The tax collection announcement came in an update from the IRS on enforcement activities and efforts to improve customer service.
Senate Finance Committee Chairman Ron Wyden, D-Ore., applauded the agency's enforcement and customer service accomplishments.
"Investing in the IRS is already paying off with better customer service for taxpayers and a real plan to crack down on the worst wealthy and corporate tax cheats," Wyden said in a statement Friday, later adding, "I'll continue to defend these enforcement efforts against the far-right's effort to roll back these plans and protect corporate malfeasance."
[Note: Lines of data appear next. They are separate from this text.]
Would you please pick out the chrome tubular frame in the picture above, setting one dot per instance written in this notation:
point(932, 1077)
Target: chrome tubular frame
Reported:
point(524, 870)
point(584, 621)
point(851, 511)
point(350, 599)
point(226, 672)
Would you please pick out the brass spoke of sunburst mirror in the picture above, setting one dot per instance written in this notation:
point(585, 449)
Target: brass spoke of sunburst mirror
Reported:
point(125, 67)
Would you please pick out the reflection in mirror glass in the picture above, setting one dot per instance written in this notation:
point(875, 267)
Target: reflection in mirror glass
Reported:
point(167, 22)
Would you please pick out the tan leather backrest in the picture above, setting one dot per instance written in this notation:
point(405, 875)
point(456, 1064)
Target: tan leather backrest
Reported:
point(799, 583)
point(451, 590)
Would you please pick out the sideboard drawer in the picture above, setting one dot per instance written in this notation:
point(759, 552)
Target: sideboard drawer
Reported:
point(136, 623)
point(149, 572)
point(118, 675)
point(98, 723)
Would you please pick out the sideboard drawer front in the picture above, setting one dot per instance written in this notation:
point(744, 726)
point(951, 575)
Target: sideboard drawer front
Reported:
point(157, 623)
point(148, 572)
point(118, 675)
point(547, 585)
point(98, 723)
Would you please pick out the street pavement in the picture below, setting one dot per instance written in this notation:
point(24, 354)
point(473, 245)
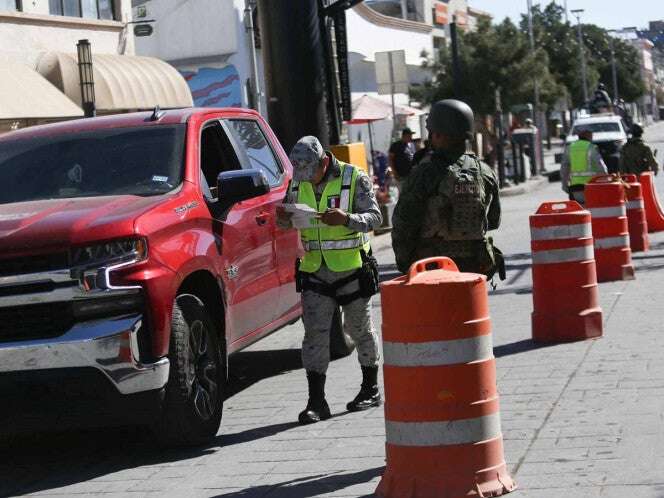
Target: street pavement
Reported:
point(579, 420)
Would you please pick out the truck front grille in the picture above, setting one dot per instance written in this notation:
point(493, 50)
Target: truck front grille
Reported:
point(38, 321)
point(33, 264)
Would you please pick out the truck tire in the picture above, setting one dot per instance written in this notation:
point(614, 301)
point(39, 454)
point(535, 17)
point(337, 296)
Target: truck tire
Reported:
point(194, 395)
point(341, 344)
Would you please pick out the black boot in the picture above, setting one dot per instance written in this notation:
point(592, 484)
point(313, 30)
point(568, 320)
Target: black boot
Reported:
point(369, 395)
point(317, 408)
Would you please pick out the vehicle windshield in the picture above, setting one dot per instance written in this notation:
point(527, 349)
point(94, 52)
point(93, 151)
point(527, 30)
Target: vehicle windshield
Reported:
point(610, 127)
point(119, 161)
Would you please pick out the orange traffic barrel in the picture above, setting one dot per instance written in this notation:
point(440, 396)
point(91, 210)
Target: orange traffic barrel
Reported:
point(564, 265)
point(605, 198)
point(636, 215)
point(654, 211)
point(442, 416)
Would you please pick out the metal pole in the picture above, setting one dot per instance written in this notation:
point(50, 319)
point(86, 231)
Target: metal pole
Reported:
point(536, 110)
point(614, 71)
point(582, 52)
point(456, 66)
point(394, 111)
point(249, 20)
Lawmakers are still working to determine the agency's funding levels for the upcoming year. The IRS funding bill passed by the Republican-led House Appropriations Committee in July would give the agency $11.2 billion for fiscal 2024, a $1.1 billion drop compared with the agency's fiscal 2023 budget. The Senate Appropriations Committee's IRS funding bill would give the agency $12.3 billion, which is in line with the agency's current-year funding.
Werfel has warned repeatedly that if the agency has its annual funding cut in spending bills, it will need to use Inflation Reduction Act money to run day-to-day operations, which will exhaust resources intended to make improvements for taxpayers.
"We know that implementing such an ambitious plan is challenging, and we understand that our challenges are made even more stark by ongoing budget uncertainty," Werfel said Thursday. "That's why it's so important to continue reporting on the strides we're making to modernize and improve our service so that Congress and the American people know that we are investing our resources wisely and in ways that will help everyone and ensure fairness of the tax system."